A. Le niveau des tueries
Comme nous l'avons vu précédemment, une
intervention humanitaire armée ne peut s'engager que lorsque certains
crimes, les plus graves en droit international, sont constatés. En
l'occurrence, il s'agit du crime de génocide, des crimes de guerre, des
crimes contre l'humanité et du nettoyage ethnique.

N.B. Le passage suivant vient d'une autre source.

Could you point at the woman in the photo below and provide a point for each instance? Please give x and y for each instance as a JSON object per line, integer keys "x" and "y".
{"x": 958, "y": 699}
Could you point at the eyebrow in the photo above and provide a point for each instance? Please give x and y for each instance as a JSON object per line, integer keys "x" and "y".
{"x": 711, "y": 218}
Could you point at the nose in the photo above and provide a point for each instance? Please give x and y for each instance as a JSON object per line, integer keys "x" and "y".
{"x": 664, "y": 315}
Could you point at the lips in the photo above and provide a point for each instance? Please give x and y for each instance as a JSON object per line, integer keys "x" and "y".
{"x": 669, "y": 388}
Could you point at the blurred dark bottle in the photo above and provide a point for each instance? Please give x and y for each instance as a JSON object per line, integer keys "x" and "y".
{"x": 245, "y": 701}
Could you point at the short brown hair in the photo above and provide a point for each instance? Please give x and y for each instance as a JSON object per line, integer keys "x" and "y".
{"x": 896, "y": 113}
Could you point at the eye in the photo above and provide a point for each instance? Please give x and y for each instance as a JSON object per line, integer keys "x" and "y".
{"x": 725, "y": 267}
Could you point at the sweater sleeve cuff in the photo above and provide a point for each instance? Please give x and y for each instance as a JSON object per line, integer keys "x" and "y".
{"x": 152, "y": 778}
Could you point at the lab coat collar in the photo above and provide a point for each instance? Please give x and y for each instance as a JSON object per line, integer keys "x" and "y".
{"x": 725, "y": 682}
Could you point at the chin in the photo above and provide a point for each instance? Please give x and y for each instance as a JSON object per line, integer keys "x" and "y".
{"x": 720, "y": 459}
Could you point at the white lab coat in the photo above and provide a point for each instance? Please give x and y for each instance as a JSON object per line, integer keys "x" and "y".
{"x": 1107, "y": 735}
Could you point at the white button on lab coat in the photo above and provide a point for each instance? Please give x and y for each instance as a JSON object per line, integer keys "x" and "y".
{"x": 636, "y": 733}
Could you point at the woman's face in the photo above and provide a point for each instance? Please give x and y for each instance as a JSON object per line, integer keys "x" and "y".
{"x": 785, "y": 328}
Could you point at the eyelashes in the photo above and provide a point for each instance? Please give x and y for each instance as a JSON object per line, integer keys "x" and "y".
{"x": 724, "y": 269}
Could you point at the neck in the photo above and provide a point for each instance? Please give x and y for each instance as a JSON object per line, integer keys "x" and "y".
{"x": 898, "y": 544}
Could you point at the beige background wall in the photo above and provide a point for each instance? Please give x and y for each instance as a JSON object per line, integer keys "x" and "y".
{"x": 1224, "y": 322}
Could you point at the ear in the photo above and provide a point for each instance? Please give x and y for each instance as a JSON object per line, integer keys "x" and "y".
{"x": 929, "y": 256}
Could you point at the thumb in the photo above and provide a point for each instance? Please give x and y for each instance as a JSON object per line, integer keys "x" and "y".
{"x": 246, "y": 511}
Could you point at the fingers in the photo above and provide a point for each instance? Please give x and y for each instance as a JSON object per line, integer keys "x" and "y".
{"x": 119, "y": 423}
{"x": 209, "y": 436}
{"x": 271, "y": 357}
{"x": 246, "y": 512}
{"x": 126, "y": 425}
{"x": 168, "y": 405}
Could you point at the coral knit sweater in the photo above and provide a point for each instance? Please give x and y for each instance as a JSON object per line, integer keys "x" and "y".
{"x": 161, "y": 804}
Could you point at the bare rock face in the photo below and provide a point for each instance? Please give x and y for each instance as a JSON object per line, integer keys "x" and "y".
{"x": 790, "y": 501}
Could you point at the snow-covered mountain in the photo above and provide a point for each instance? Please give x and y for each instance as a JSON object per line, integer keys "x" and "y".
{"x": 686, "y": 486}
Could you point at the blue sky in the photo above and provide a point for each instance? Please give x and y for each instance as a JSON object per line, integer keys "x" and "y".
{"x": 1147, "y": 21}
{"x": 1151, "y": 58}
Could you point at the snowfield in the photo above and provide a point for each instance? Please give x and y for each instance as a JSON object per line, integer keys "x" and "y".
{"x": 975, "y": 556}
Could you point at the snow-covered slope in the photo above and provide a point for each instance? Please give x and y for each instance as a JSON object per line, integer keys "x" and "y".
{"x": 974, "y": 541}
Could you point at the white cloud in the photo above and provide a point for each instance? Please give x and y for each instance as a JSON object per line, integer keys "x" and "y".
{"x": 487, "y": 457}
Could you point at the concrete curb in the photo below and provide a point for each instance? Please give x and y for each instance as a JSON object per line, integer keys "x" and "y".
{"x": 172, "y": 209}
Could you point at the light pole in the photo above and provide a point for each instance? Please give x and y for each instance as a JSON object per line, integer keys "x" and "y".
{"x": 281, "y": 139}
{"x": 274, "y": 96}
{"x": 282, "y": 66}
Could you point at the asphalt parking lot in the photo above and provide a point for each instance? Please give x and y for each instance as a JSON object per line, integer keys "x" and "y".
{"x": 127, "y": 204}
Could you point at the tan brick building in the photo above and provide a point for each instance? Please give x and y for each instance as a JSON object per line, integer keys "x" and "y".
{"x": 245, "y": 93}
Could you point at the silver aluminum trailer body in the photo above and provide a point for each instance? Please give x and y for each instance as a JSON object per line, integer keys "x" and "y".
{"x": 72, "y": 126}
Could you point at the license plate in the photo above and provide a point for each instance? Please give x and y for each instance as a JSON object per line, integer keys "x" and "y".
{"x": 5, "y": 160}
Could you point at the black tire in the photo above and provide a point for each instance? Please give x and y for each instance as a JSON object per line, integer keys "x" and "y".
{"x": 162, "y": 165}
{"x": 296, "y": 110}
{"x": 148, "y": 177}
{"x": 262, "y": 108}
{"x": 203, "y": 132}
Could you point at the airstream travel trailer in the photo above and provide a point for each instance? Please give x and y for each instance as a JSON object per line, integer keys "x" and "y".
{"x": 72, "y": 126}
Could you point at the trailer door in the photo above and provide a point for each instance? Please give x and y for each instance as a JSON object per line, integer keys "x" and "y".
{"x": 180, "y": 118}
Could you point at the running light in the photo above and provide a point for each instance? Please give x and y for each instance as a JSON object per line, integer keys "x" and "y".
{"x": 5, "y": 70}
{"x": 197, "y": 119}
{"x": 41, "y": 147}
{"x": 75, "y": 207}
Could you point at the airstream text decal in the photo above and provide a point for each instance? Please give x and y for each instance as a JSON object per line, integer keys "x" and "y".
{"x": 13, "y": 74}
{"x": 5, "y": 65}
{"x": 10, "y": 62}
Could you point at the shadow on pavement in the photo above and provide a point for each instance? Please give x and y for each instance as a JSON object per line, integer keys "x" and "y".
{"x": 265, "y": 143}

Il est indéniable que l'ancien Président Saddam
Hussein était un tyran ayant commis des horreurs par le passé. Au
pouvoir depuis 23 ans, le dirigeant s'était livré à un
réel massacre des kurdes irakiens et une répression des
islamistes chiites du Sud. Monsieur Ken Roth rapporte que « le
gouvernement irakien a tué ou « fait disparaitre » environ 250
000 Irakiens136 », toutefois l'ampleur des massacres avait
nettement diminué à la veille de l'invasion américaine. A
l'époque, personne ne pouvait avancer des preuves qui justifieraient
qu'un futur massacre allait être commis.
L'étendue des massacres qui se sont
déroulés au cours du règne de Saddam Hussein ne justifie
pourtant en rien l'intervention américaine, car elle n'était pas
concomitante à ces derniers. Le caractère exceptionnel d'une
intervention humanitaire armée doit s'accompagner de critères
stricts comme le caractère imminent des massacres. L'absence de «
cause juste » à l'intervention permettrait directement d'affirmer
qu'elle n'est pas une intervention humanitaire armée. Afin de renforcer
ce propos, il convient d'examiner les autres critères.
B. Le dernier recours
Avant l'intervention militaire, une ingérence
judiciaire aurait pu être envisagée comme c'est le cas de nos
jours avec le Président kenyan Uhuru Kenyatta. Certes, la CPI n'aurait
pu être compétente que pour les crimes commis après
l'entrée en vigueur de son statut, soit le 1er juillet 2002.
Puisqu'aucune rétroactivité n'aurait pu être
envisagée, la CPI ne semble pas être une solution adéquate.
En revanche, la création d'une juridiction
136 Ken ROTH, « War in Iraq : Not a Humanitarian
Intervention », op. cit., p. 51.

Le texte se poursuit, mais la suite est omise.